Dr. Barrett is an infectious-diseases expert in Dalhousie University’s department of medicine, who approached public-health officials in November with an unusual pitch: Medical professionals could train members of the public – ranging from high-school students to retired librarians – to take nasal swabs and run them through the Abbott Panbio rapid test. The next day, she had the first clinics up and running.
The strategies for using the rapid tests varies by province. British Columbia has not advanced past pilot projects and has more than one million test kits still in storage.
Alberta is somewhere between B.C. and Nova Scotia in deploying the kits. It is in the process of setting up 48 assessment centres where residents, if they are experiencing possible COVID-19 symptoms, can get rapid tests. The province has used 12,000 of its test kits and has found more than 1,300 COVID-19 cases – a much higher rate than Nova Scotia because Alberta is focusing mostly on people who are already showing symptoms.
“We are trying to maximize [the tests’] potential by targeting people who have a high likelihood of having COVID-19,” said Dr. William Stokes of Alberta Precision Laboratories, who is heading up the province’s rapid testing initiative. These tests are helping reduce the burden on the lab system, he added, because those who test positive are treated as positive, without following up with a lab test.
However, Dr. Stokes, who is an infectious-diseases specialist at the University of Alberta, says the rapid tests are too complicated and time-consuming to use, for example, to broadly test workers at long-term care homes. “A nasal pharyngeal specimen has to be collected by a trained health care professional. That’s one of the biggest limitations,” he said.
He said the Panbio rapid test provides subjective test results. “It doesn’t give you a positive or negative; it gives you a colour change and you have to interpret that colour change.”
Dr. Robert Strang, Nova Scotia’s Chief Medical Officer of Health, said he was reluctant at first to put the test kits in the hands of non-medical staff, but said he is grateful that Dr. Barrett and her colleagues pushed. “It’s a fundamentally important part of our overall testing strategy, and our overall COVID response,” he said.
“We’ve learned now with COVID that by the time you start to see increased activity through your symptomatic testing, you probably had several generations of transmission of the virus before we even detect it,” he said.
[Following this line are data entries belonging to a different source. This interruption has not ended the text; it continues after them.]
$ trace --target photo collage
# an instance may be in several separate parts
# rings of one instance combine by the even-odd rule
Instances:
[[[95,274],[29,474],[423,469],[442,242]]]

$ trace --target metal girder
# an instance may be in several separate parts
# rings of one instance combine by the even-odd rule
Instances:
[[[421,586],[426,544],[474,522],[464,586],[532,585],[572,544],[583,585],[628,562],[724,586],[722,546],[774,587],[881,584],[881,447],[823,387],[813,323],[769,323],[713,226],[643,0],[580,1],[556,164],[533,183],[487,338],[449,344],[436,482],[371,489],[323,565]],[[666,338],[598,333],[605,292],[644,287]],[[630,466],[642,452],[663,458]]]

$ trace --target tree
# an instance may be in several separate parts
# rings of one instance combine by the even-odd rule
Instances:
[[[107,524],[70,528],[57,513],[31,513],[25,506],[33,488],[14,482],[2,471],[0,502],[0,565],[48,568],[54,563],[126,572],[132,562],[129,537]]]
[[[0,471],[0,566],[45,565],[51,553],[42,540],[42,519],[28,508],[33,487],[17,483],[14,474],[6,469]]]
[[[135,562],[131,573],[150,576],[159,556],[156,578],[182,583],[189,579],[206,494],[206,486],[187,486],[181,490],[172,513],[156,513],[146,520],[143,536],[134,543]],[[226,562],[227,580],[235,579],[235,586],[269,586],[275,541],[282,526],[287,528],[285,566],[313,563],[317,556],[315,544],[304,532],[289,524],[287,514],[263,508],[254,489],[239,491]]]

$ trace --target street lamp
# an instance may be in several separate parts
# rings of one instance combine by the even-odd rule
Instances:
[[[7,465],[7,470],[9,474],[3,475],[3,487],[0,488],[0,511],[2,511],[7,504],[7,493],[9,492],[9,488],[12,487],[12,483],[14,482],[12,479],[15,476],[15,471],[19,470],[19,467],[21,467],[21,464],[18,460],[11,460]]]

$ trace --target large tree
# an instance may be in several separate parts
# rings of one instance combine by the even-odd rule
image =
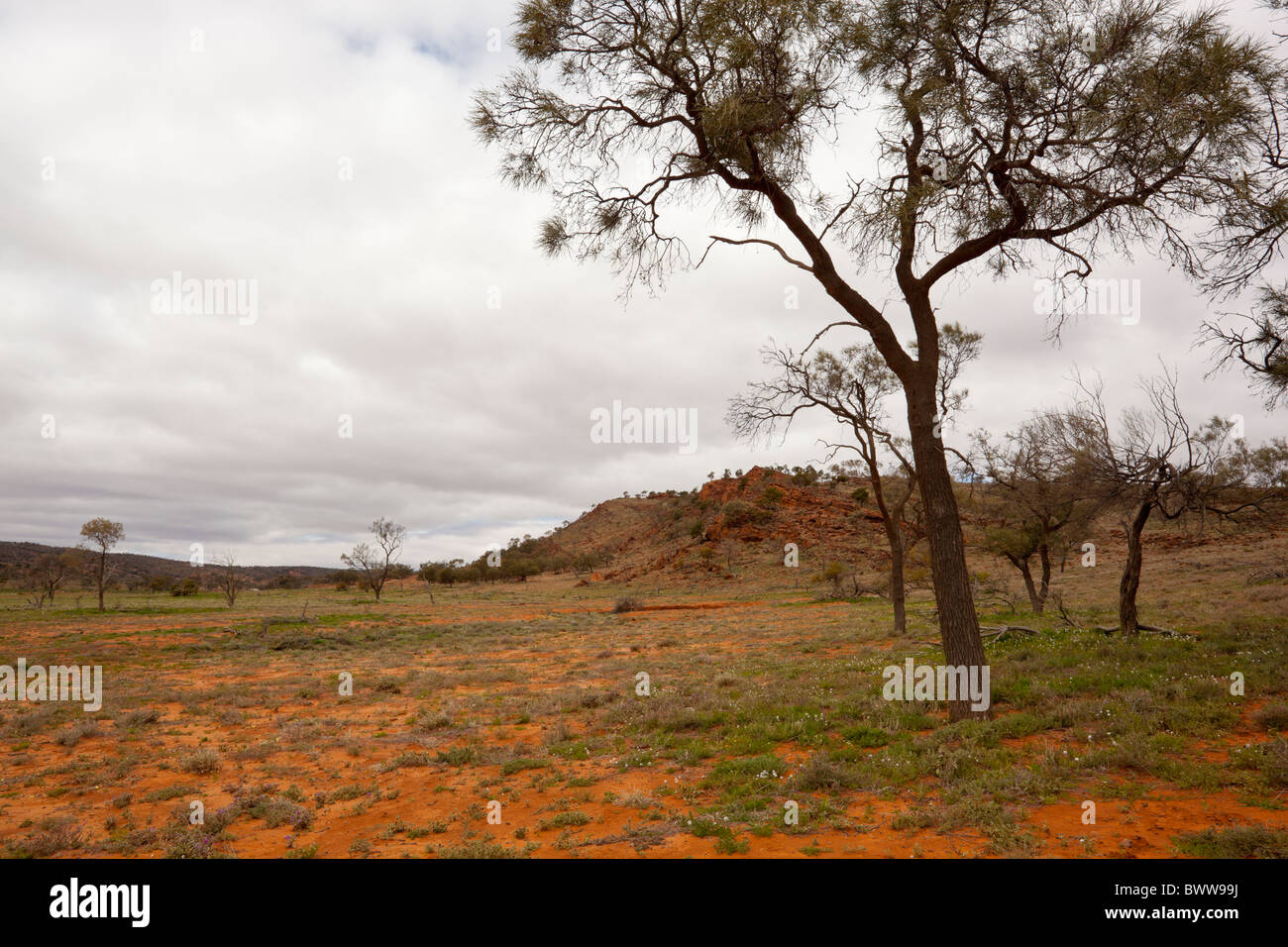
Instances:
[[[117,542],[125,539],[125,527],[120,523],[113,523],[111,519],[95,517],[81,527],[81,536],[90,542],[91,548],[98,548],[98,551],[94,553],[93,575],[94,584],[98,586],[98,611],[102,612],[104,611],[103,590],[107,588],[113,571],[108,564],[107,555]]]
[[[546,250],[653,283],[692,262],[663,213],[701,204],[742,228],[708,251],[772,250],[871,336],[907,402],[952,665],[985,656],[938,437],[945,281],[1036,259],[1077,280],[1142,241],[1229,286],[1288,206],[1261,160],[1279,67],[1171,0],[524,0],[514,43],[524,66],[473,124],[506,179],[553,192]],[[811,161],[873,128],[871,167]],[[876,264],[916,352],[855,281]]]
[[[1104,504],[1101,491],[1070,469],[1059,419],[1037,415],[1001,441],[975,435],[971,468],[985,478],[981,506],[988,521],[983,545],[1024,579],[1034,615],[1051,593],[1051,567],[1061,568],[1069,548]],[[1037,557],[1038,575],[1033,575]]]
[[[940,424],[965,403],[966,392],[954,385],[965,365],[978,357],[981,339],[979,332],[956,323],[940,331]],[[890,396],[899,390],[899,379],[872,345],[848,345],[840,353],[823,350],[813,358],[809,347],[800,354],[768,348],[764,356],[765,363],[777,368],[777,376],[752,383],[747,394],[734,398],[728,421],[738,437],[752,442],[770,437],[779,428],[786,434],[796,415],[810,408],[827,411],[849,429],[848,439],[827,447],[832,456],[841,450],[859,455],[890,546],[894,631],[903,634],[908,627],[904,560],[912,546],[904,514],[917,492],[917,470],[907,441],[899,435],[886,407]]]

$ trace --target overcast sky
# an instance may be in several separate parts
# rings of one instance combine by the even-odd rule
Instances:
[[[723,420],[770,336],[800,348],[840,316],[805,274],[728,249],[623,303],[607,265],[535,249],[546,198],[505,187],[465,122],[514,64],[488,48],[513,5],[0,3],[0,539],[72,545],[104,515],[122,550],[339,566],[388,515],[415,564],[820,460],[826,423],[751,451]],[[175,272],[254,286],[254,318],[156,312]],[[1148,254],[1097,273],[1141,281],[1139,323],[1086,317],[1059,348],[1030,277],[944,287],[940,317],[985,334],[963,430],[1059,403],[1074,365],[1122,407],[1162,357],[1195,417],[1288,433],[1240,375],[1204,379],[1184,278]],[[880,273],[859,286],[896,312]],[[696,408],[696,451],[594,443],[614,399]]]

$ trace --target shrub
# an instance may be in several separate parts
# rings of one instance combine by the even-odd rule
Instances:
[[[197,750],[179,758],[179,769],[185,773],[207,776],[219,772],[219,754],[210,749]]]

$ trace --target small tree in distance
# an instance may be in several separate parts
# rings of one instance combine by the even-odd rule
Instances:
[[[381,517],[371,524],[371,533],[376,537],[375,546],[359,542],[352,553],[341,554],[340,559],[361,575],[362,582],[375,593],[379,602],[385,582],[389,581],[394,557],[407,537],[407,527]]]
[[[125,539],[125,527],[120,523],[113,523],[111,519],[98,517],[81,527],[81,536],[98,548],[94,557],[94,581],[98,585],[98,611],[102,612],[106,611],[103,606],[103,589],[107,588],[107,582],[115,571],[115,568],[108,567],[107,554],[112,551],[112,548],[117,542]]]
[[[223,553],[215,557],[215,588],[223,594],[228,607],[237,604],[237,594],[241,591],[242,579],[237,571],[237,557],[233,553]]]
[[[1150,518],[1258,514],[1278,492],[1271,484],[1283,477],[1283,455],[1267,461],[1269,455],[1249,452],[1221,417],[1193,426],[1181,411],[1176,379],[1168,374],[1141,380],[1148,407],[1124,411],[1118,425],[1109,420],[1099,384],[1079,380],[1078,387],[1078,402],[1051,414],[1050,420],[1068,457],[1069,475],[1097,491],[1122,515],[1127,562],[1118,586],[1118,622],[1124,635],[1133,636],[1141,627],[1136,595]]]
Rapid Test and Trace Canada is an alliance of academics and business leaders seeking to help reopen the economy. Co-founder Sandy White is proposing to use rapid testing in Banff, Alta., as a pilot project to see if the tourism-dependent community can safely welcome visitors back. The proposal, currently in front of the Alberta government, would be funded by businesses and would involve testing the entire population as a continuing COVID-19 surveillance initiative.
Mr. White said the resistance to widespread use of rapid tests across the country – outside of Nova Scotia – is frustrating.
“The more testing we do, the more cases we find. The more cases we find, the faster we stop the spread of this disease. And that we’re spending all this time navel-gazing at who can even perform these tests,” he said, “this is like watching a building burn down in front of you and wondering what type of hose you should use.”